A few years ago, as a gag, Ms. Palmer strummed a uke as she sang Radiohead's "Creep." But the performance was so starkly intense it could not remain a joke, and before long she had recorded an album: "Amanda Palmer Performs the Popular Hits of Radiohead on Her Magical Ukulele."
Eddie Vedder, of Pearl Jam, has an upcoming solo album, "Ukulele Songs." ("Truth in advertising," he says of the title.)
One of the uke's great advantages is that it's so easy to learn - it's said to be almost impossible to play it badly. Even when slightly off key, it serves as a blank canvas that can accent any voice. And in the right hands, it can strip a song to its skeletal core.
"Nobody picks up the ukulele who is later going to go back and Auto-Tune their vocals," said Stephin Merritt of Magnetic Fields, whose 1999 triple album, "69 Love Songs," featured the ukulele extensively and was a landmark in its revival. "It definitely sounds untrained, and therefore goes with untrained vocal styles."
The current ukulele craze is only the latest in its long history. A descendant of an instrument called the machete that Portuguese laborers brought to Hawaii in the 19th century, the ukulele made a mainland splash in 1915, at the Panama-Pacific International Exposition in San Francisco.
In 1999 a wistful version of "Over the Rainbow" by Israel Kamakawiwo'ole was used in a commercial for eToys, and sparked a ukulele ad frenzy.
It's not hard to see the attraction. Ukes invoke innocence, sincerity and nostalgia for a pre-rock 'n' roll era.
And for advertisers, they offer instant humanization.
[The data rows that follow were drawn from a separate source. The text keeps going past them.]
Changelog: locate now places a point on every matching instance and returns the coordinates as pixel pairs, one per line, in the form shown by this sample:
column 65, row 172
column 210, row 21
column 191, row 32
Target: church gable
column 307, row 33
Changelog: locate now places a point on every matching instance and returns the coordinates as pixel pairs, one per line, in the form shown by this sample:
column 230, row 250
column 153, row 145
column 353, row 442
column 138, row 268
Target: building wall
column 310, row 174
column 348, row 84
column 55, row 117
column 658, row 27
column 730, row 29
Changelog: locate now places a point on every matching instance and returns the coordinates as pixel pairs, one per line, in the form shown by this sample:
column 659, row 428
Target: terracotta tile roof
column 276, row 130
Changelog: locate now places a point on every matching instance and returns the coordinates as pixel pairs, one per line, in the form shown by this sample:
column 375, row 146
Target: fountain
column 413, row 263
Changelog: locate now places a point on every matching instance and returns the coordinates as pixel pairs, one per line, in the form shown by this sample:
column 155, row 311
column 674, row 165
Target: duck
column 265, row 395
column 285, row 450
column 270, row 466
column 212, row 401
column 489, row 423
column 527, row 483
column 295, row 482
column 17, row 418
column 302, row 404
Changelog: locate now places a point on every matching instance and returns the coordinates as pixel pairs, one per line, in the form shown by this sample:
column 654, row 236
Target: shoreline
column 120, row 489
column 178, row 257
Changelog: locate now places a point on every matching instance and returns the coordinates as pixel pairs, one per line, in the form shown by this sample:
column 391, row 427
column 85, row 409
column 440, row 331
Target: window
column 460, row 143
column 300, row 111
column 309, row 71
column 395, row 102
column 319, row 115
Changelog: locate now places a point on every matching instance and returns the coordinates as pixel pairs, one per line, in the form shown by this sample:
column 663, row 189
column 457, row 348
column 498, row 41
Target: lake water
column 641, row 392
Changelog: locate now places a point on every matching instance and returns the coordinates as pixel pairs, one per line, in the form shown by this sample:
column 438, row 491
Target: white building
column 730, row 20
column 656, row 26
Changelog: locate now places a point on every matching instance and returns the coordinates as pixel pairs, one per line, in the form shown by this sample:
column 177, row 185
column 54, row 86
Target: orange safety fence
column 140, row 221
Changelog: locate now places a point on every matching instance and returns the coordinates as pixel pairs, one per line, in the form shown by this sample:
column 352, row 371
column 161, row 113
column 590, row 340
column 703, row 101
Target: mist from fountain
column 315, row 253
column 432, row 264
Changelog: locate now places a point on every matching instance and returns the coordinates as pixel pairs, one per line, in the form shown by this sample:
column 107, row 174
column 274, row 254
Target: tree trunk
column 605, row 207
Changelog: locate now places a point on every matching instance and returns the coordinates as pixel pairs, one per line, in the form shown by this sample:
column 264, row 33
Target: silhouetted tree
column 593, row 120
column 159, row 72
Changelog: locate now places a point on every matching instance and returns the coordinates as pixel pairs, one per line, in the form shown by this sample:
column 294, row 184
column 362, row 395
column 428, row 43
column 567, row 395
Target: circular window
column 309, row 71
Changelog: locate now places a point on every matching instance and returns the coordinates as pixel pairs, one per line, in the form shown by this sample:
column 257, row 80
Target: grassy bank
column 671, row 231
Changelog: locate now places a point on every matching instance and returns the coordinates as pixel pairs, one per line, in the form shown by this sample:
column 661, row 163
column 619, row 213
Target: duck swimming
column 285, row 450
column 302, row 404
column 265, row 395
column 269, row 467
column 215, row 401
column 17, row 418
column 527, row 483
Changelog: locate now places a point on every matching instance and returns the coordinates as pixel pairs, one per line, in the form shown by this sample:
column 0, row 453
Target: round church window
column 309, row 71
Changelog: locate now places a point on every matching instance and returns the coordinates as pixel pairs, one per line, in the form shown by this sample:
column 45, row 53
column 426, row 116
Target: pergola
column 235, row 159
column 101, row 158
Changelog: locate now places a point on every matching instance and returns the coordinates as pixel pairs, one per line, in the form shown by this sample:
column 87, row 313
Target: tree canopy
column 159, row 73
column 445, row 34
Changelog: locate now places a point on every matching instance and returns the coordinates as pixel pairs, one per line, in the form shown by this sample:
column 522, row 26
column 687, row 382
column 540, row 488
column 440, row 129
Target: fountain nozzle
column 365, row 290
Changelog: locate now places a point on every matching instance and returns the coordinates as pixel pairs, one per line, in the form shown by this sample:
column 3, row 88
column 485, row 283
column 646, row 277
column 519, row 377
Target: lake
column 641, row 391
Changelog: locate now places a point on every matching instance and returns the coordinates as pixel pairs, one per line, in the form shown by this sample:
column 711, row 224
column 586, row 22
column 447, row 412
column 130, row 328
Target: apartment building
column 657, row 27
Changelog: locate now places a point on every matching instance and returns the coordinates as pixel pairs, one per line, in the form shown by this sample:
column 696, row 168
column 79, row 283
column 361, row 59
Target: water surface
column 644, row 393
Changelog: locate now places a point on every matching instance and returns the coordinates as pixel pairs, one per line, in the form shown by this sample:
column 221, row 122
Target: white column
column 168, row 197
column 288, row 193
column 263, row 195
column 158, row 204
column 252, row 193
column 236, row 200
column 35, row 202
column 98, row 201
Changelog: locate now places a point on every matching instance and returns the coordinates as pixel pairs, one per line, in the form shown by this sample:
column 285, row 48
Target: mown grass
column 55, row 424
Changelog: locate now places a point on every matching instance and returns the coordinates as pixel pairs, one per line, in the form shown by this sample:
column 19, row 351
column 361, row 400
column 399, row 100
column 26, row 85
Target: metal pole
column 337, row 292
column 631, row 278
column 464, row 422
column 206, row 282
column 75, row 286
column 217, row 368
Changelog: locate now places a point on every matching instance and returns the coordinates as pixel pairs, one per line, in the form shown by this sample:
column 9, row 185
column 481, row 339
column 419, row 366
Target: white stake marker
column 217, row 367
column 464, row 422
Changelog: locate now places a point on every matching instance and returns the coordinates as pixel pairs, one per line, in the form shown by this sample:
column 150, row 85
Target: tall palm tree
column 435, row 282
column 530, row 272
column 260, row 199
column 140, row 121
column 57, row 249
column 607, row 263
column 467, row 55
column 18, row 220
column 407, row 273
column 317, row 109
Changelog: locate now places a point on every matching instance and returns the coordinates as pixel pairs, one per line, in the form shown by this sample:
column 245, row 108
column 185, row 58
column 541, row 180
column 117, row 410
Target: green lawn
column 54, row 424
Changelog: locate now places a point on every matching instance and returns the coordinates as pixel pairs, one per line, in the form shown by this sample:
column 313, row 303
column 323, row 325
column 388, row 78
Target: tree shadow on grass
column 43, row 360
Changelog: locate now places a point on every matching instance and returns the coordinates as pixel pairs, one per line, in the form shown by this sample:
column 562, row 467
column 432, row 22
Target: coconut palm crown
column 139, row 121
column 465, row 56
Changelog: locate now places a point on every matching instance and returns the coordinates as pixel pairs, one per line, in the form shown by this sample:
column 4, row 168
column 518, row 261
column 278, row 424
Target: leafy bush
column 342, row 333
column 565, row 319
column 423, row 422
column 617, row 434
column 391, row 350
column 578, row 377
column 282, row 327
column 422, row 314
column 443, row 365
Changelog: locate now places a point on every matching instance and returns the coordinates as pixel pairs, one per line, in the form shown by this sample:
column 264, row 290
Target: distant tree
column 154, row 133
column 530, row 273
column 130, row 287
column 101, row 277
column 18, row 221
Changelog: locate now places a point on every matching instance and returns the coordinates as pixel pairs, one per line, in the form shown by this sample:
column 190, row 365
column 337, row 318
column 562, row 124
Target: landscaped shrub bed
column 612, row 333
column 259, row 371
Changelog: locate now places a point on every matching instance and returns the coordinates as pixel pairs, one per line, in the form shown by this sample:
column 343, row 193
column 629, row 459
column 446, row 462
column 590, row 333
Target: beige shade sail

"It's shorthand for lightness of tone," said Jim Beloff, who wrote "The Ukulele: A Visual History." "It says, 'We're good guys at heart.'"
Local strumming societies have emerged, aided by the Internet. And the instrument has popped up in the indie-rock world: Mirah, Beirut, Dent May, Noah and the Whale, Buke and Gass, even a Neutral Milk Hotel tribute band called Neutral Uke Hotel.
(Paul McCartney paid tribute to the ukulele-loving George Harrison at the 2002 "Concert for George"; four years later Jake Shimabukuro's virtuoso "While My Guitar Gently Weeps" became a YouTube hit.)
"This is the age of the democratization of music," says Ms. Palmer. "And in a recession, when you have a $20 instrument and there's a big musical renaissance, anyone will want to join in."
Or, as Mr. Vedder put it, "My inspiration was to wrestle with the thing, to give it something different from the way it's been played before. Can I make this happy little instrument as depressed as I am?"